"Ho intenzione di dire un bel po' di cose (...) tante cose contro il pm!". Sono parole di Alessia Pifferi, intercettate lo scorso 18 dicembre mentre parla in carcere con le due psicologhe di San Vittore, finite indagate per falso e favoreggiamento che nel colloquio, come sostiene l'accusa proprio sulla base delle conversazioni captate, si sarebbero anche informate su come procedeva la perizia psichiatrica in corso su di lei, disposta dalla Corte d'Assise di Milano nel processo che la vede imputata per l'omicidio della figlia Diana di quasi 18 mesi, lasciata morire di stenti.
Le due professioniste, indagate assieme al difensore della 38enne, l'avvocatessa Alessia Pontenani, nel fascicolo parallelo aperto dal pm Francesco De Tommasi, rivolgono, si legge negli atti dell'accusa, "domande dirette alla detenuta sui contenuti dell'incontro con i periti", il primo che c'era stato nei giorni precedenti.
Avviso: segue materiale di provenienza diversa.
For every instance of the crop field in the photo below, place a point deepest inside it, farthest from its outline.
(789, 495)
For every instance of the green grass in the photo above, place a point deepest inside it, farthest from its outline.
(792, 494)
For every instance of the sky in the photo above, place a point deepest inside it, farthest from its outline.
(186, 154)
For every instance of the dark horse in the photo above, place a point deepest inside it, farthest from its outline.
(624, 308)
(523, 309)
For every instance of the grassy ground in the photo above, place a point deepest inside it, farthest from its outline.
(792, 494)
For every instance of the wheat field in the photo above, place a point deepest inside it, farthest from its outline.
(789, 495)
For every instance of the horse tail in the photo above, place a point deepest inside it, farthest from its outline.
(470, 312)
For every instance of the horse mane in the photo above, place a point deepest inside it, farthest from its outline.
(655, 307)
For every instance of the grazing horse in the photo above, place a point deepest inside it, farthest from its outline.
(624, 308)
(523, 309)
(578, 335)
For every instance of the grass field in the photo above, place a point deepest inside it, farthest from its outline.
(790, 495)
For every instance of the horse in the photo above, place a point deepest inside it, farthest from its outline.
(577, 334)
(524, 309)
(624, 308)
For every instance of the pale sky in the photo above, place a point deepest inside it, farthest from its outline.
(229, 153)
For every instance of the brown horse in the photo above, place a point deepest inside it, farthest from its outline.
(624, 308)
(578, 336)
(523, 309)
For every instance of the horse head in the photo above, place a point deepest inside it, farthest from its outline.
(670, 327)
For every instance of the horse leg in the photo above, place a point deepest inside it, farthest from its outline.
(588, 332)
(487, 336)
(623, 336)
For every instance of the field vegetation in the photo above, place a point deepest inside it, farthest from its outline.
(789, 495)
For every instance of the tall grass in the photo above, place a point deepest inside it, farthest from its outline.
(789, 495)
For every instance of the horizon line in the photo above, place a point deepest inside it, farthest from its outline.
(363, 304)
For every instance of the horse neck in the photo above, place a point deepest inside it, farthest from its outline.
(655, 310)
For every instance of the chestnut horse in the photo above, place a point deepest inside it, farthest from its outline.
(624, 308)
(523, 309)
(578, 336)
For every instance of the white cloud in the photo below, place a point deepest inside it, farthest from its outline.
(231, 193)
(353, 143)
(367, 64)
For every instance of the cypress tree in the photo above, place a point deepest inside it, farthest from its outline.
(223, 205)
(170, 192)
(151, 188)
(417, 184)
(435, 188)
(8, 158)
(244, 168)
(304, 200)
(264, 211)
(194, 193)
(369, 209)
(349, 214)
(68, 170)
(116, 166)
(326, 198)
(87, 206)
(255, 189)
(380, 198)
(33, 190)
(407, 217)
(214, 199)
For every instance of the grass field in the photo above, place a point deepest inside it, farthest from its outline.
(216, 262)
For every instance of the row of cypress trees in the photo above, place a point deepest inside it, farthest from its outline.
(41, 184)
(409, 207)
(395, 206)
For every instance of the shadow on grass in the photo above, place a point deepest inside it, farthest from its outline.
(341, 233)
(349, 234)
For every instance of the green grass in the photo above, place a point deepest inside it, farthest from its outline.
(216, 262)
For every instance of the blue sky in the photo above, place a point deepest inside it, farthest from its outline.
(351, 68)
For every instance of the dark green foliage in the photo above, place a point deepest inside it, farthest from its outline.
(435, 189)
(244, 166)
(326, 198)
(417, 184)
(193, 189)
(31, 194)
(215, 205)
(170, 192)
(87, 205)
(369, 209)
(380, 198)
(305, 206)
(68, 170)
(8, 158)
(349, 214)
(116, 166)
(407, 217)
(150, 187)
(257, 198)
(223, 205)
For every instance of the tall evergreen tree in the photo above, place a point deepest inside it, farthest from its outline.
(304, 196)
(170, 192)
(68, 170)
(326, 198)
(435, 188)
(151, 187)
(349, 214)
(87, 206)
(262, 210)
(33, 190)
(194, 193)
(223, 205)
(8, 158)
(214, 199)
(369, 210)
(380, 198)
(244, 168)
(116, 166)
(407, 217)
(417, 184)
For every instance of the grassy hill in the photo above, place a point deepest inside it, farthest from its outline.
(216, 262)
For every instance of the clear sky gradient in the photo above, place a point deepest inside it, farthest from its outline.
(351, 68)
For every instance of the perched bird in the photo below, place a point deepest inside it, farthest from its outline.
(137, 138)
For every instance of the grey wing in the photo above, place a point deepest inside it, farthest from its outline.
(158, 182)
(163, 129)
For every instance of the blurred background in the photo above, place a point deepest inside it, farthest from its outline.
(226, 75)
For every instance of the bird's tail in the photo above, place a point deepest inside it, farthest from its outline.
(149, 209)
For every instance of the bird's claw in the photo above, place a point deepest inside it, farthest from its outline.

Le chiedono quali "risposte" abbia dato e Pifferi spiega: "Ho parlato della storia della mia vita, dell'infanzia".
E una della due psicologhe: "Che rimani in te sempre la stessa!". Pifferi: "Esatto ... dell'infanzia (...) quello che ho detto a voi l'ho detto lì". Le due, secondo l'accusa, avrebbero falsificato gli esiti di un test psicodiagnostico, che tra l'altro non potevano utilizzare, per far emergere un grave deficit cognitivo della donna e aiutarla, come se fossero consulenti difensive mentre il loro compito era di "supporto psicologico", ad ottenere la perizia nel processo.
Per il pm l'imputata anche in quel colloquio in carcere, mentre dalle professioniste sono arrivati "pesanti e gratuiti insulti" allo psichiatra consulente della Procura, si è mostrata sempre "lucida" e capace anche di "progettare dichiarazioni processuali contro il pm". La 38enne dice alle due: "Però prima mi devo consultare con l'avvocatessa! Perché non voglio passare nel torto". E racconta che il legale le avrebbe detto: "non ti preoccupare che gli diamo il botto finale! Stai tranquilla".